WWII Dornier bomber to undergo conservation at RAF museum
A German World War II bomber salvaged from the English Channel has arrived at an RAF museum where it will undergo the first stage of conservation.
The badly-damaged Dornier Do-17 aircraft was transported from Ramsgate to RAF Cosford in Shropshire.
It was lifted from the seabed more than 70 years after it was shot down during the Battle of Britain.
The project is believed to be the biggest recovery of its kind in British waters.
The fuselage and wings were taken on the 200-mile journey from Ramsgate to the museum by two low loader lorries.
Delighted members of the public and museum staff welcomed the Dornier as it arrived on site.
'Rare and exciting'
Alex Medhurst, general manager at RAF Museum Cosford, said: "After all the hard work, planning and setbacks, it's great to know the Dornier is finally here at Cosford.

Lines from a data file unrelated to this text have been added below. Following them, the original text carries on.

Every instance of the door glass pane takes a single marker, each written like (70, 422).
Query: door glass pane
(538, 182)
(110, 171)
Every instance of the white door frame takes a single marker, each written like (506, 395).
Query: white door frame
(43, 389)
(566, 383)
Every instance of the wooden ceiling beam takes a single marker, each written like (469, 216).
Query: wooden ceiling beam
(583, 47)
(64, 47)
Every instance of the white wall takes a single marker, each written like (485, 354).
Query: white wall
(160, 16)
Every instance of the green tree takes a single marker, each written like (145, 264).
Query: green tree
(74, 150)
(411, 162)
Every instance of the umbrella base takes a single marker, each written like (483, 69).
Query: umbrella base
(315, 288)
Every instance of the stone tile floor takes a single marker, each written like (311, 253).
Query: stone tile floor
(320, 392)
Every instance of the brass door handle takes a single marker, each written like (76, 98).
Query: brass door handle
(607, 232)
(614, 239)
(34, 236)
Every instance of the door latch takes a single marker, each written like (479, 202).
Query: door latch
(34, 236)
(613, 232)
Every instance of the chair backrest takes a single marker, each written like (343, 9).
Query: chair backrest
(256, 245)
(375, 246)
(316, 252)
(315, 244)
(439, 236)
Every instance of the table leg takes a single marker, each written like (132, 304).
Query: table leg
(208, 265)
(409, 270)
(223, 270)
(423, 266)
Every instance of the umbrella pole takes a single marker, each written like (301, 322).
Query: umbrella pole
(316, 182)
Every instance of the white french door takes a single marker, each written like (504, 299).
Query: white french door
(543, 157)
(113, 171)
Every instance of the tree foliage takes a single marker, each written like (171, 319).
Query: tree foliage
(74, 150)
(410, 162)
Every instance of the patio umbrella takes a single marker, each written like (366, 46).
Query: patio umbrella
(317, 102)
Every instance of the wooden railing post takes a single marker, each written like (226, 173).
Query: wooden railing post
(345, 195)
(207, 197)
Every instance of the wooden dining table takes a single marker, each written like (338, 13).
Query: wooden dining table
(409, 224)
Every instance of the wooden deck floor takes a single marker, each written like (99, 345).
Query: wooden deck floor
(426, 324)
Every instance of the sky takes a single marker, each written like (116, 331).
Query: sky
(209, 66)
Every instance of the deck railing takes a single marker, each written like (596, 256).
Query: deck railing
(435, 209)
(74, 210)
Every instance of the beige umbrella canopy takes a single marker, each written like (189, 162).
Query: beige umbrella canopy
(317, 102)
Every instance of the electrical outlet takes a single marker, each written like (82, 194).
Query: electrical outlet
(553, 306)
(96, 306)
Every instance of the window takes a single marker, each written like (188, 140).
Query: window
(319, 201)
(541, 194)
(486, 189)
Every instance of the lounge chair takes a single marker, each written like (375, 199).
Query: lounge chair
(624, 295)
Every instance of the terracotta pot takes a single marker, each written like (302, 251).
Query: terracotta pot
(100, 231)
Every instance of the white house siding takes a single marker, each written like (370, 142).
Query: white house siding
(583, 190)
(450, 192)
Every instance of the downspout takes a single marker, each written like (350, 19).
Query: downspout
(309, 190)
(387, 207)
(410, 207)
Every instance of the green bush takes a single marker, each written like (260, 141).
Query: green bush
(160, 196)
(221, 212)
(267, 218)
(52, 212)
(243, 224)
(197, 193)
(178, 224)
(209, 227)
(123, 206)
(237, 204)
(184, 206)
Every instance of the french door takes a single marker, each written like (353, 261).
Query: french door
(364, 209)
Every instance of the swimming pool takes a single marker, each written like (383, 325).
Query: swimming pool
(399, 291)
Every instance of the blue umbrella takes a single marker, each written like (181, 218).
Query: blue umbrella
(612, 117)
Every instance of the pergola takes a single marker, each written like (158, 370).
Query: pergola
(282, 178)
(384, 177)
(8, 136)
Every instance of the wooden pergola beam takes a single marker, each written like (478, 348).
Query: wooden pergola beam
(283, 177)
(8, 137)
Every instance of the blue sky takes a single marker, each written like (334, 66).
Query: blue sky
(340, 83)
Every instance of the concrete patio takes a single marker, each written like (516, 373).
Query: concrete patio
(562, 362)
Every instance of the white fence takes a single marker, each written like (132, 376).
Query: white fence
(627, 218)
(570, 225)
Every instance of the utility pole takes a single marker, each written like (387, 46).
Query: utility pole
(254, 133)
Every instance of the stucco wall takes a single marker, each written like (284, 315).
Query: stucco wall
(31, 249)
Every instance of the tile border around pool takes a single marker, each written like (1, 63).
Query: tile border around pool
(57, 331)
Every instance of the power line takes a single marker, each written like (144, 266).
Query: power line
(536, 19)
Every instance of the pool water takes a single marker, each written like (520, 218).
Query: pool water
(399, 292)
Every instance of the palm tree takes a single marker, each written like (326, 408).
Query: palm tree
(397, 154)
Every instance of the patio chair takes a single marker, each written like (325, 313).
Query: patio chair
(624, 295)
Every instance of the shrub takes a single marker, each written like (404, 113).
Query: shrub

"It will be a rare and exciting opportunity for visitors to get up close and personal to a unique piece of aviation history and the chance to view it in its salvaged state."
The aircraft will stay in RAF Cosford's purpose-built hydration tunnels for the first stage of its conservation.
The plane was raised from the English Channel off the Kent coast in a single lift on 10 June by attaching equipment to the fragile frame.
The hour-long operation was hindered by strong winds for weeks until a window of good weather made the salvage possible.
An earlier plan to construct a cage around the wreck before lifting it was abandoned after it became clear that it would take too long and send the £600,000 project over budget.
The existence of the aircraft at Goodwin Sands became known when it was spotted by divers in 2008 at a depth of some 50ft (15m), lying on a chalk bed with a small debris field around it.
Sonar scans by the RAF Museum, Wessex Archaeology and the Port of London Authority then confirmed the identity of the aircraft as the Dornier Do 17Zv Werke number 1160.
The wreck is believed to be aircraft call-sign 5K-AR, shot down on August 26, 1940, at the height of the Battle of Britain.
Two of the four crew members died and were buried elsewhere, and two - including the pilot - survived to become prisoners of war.
It was nicknamed the Luftwaffe's 'flying pencil' because of its narrow fuselage.
Experts are excited by the find because, apart from the effects of such a long time spent on the seabed - such as barnacles and coral - it is largely intact.
Amazingly the main undercarriage tyres remain inflated, although the propellers clearly show the damage inflicted during the bomber's fateful final landing, experts have said.
Once the delicate process of conservation is complete, the aircraft will be displayed at the RAF Museum in London.